Erwan parvenait porte de la Chapelle. Il prit la direction de l’E19, l’autoroute du Nord.

— Non. On a encore le temps et je veux tous les détails.

— Pour ça, faudrait aller à l’aéroport à pied.

— Le gouvernement zaïrois t’a autorisé à enquêter ?

— Les Blacks m’attendaient comme le messie. L’affaire était revenue aux oreilles de Mobutu qui voyait d’un très mauvais œil l’exode de Lontano. Il redoutait le moment où toutes les mines du coin seraient obligées de fermer.

— Les Belges ont coopéré ?

— Ils avaient d’autres chats à fouetter. L’urgence était de rétablir l’ordre dans la ville. Leur erreur avait été de soupçonner les Africains, à cause des rituels magiques du tueur.

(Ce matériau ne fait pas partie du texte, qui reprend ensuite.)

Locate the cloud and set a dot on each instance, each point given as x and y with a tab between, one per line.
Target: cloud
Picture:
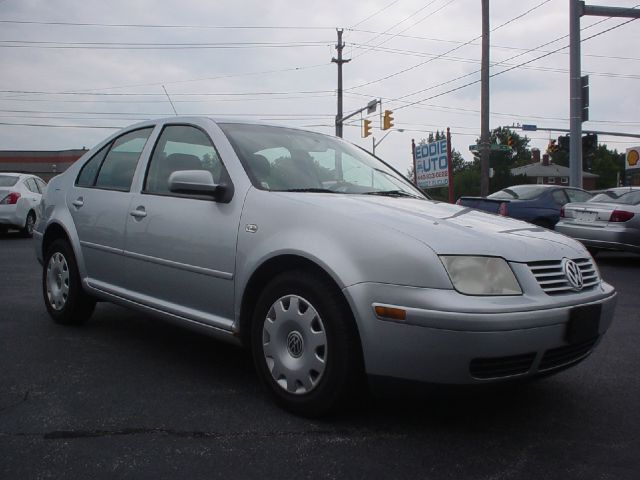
521	95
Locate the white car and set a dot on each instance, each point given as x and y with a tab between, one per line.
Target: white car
20	196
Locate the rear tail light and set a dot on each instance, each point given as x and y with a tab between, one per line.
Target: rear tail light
10	199
620	216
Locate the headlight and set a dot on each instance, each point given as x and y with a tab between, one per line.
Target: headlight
481	275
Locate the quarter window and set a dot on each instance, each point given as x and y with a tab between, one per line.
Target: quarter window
578	195
181	147
559	196
119	166
31	185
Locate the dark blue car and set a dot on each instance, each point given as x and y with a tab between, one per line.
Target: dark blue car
537	204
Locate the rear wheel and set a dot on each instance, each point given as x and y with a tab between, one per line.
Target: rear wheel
29	224
305	345
66	301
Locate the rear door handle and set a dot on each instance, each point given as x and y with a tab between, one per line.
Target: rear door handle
138	213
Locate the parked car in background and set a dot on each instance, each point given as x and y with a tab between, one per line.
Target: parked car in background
611	224
20	196
537	204
319	257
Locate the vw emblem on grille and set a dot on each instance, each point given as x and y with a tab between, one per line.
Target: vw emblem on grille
573	274
295	344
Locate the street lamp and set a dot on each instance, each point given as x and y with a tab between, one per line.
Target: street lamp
375	144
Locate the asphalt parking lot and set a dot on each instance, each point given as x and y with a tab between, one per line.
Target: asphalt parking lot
129	397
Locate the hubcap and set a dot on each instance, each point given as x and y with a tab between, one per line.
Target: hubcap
294	343
57	281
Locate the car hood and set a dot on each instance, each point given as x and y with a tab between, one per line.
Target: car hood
451	229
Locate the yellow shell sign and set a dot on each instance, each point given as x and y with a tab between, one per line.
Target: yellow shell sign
633	158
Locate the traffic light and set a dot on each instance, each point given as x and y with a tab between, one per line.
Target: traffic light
563	143
589	143
584	97
366	128
387	120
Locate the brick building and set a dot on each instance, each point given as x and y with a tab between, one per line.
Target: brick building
45	164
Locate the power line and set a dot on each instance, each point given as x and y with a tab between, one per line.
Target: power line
147	25
376	13
504	71
409	27
475	61
493	46
386	77
156	46
106	94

Les Blancs s’en sont mêlés. Il y a eu des affrontements, des lynchages. Quand je suis arrivé, on était au bord de la guerre civile.

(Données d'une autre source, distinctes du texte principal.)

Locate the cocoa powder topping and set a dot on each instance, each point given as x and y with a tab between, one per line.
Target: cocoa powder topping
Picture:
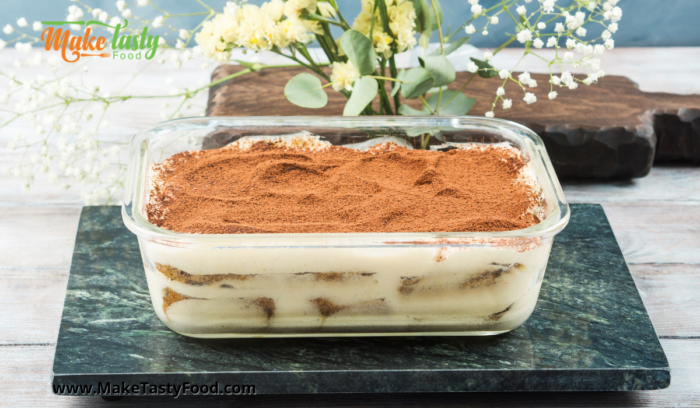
269	188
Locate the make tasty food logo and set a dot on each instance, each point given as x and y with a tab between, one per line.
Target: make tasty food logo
86	45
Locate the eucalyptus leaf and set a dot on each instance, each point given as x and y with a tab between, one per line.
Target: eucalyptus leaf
416	82
489	70
363	92
397	85
305	90
440	68
360	51
452	47
451	103
409	111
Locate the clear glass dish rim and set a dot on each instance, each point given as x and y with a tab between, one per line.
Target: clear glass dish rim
139	225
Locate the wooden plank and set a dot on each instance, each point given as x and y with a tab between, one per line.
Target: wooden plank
656	232
24	382
671	295
664	183
32	303
37	237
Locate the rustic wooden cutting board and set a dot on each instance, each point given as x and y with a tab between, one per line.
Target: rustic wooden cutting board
607	130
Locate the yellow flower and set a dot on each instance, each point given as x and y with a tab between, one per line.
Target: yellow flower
344	75
326	9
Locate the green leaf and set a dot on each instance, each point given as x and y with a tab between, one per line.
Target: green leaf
360	51
397	85
459	103
490	71
305	90
452	47
433	20
440	68
409	111
422	15
416	82
363	92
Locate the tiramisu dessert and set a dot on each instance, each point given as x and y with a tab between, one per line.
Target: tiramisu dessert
300	187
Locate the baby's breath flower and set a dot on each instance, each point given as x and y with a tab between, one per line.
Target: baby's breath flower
344	76
157	22
530	98
524	36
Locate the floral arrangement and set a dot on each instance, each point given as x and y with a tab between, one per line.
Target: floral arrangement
68	118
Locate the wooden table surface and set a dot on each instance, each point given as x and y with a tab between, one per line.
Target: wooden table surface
656	220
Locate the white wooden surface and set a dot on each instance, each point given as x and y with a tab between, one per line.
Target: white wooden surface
655	219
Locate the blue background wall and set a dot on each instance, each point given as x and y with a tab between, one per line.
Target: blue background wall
644	22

— Par quoi tu as commencé ?

— J’ai repris l’enquête de zéro. Les Belges avaient fait une découverte intéressante. Les pratiques de l’Homme-Clou étaient inspirées par une magie qui n’avait rien à voir avec le Katanga. Des rites du Mayombé, une région située à l’embouchure du fleuve Congo, à plus de mille cinq cents kilomètres à l’ouest. Le réflexe des flics avait été de chercher parmi les ouvriers des gars appartenant à l’ethnie yombé.

— Ils en ont trouvé ?

— Des centaines. Au Zaïre, le Katanga, c’était l’eldorado : on venait de partout pour y bosser. Ils se sont enfoncés eux-mêmes dans cette impasse. En fait, ils pouvaient même plus approcher les ghettos noirs sous peine de se faire lyncher à leur tour. Pendant ce temps-là, les victimes se multipliaient.

— Quel était leur profil ?

— Toujours le même : une jeune fille de bonne famille, étudiante ou travaillant dans les bureaux des sociétés minières. Des poulettes que tout le monde connaissait, qui dansaient le samedi soir à la salle des fêtes au son de « I’m a Man » ou de « Yellow River ».

— Tu te les rappelles ?

Le Vieux se mit à débiter, sans la moindre hésitation :

— Octobre 69 : Ann de Vos, vingt et un ans, étudiante en biologie. Décembre 69 : Sylvie Cornette, dix-neuf ans, secrétaire à la scierie Fyt Kolenmijn. Mars 70 : Magda de Momper, vingt ans, étudiante en lettres. Mai 70 : Martine Duval, dix-huit ans, étudiante en hypokhâgne.

— Tu te souviens de chaque nom ?

— Elles ont jamais quitté ma mémoire. Et encore, celles-là ont été tuées avant que je commence l’enquête. Celles qui sont mortes après, c’est comme si elles avaient appartenu à ma propre famille. (Le regard fixé sur la route, il reprit sa déclamation :) Novembre 70 : Monika Verhoeven, vingt-quatre ans, géologue chez Mangaan Corp. Février 71 : Anne-Marie Nieuwelandt, vingt et un ans, traductrice au consulat de Belgique. Avril 71 : Catherine Fontana, vingt-trois ans, infirmière au dispensaire du kilomètre 5. Mai 71 : Colette Blockx, vingt-deux ans, mère au foyer avec un nouveau-né de quatre mois. Novembre 71 : Noortje Elskamp, vingt ans, religieuse… Magne-toi, je vais finir par rater mon avion.

Erwan accéléra sans répondre. Ils venaient de dépasser le Stade de France, à Saint-Denis.

— Le tueur procédait toujours de la même manière, poursuivit Grégoire. Enlèvement, tortures, mutilations, dépose dans un coin de brousse. On ne retrouvait jamais de trace ni d’empreinte. Il frappait toujours durant la saison des pluies. Une seule averse et tout était balayé.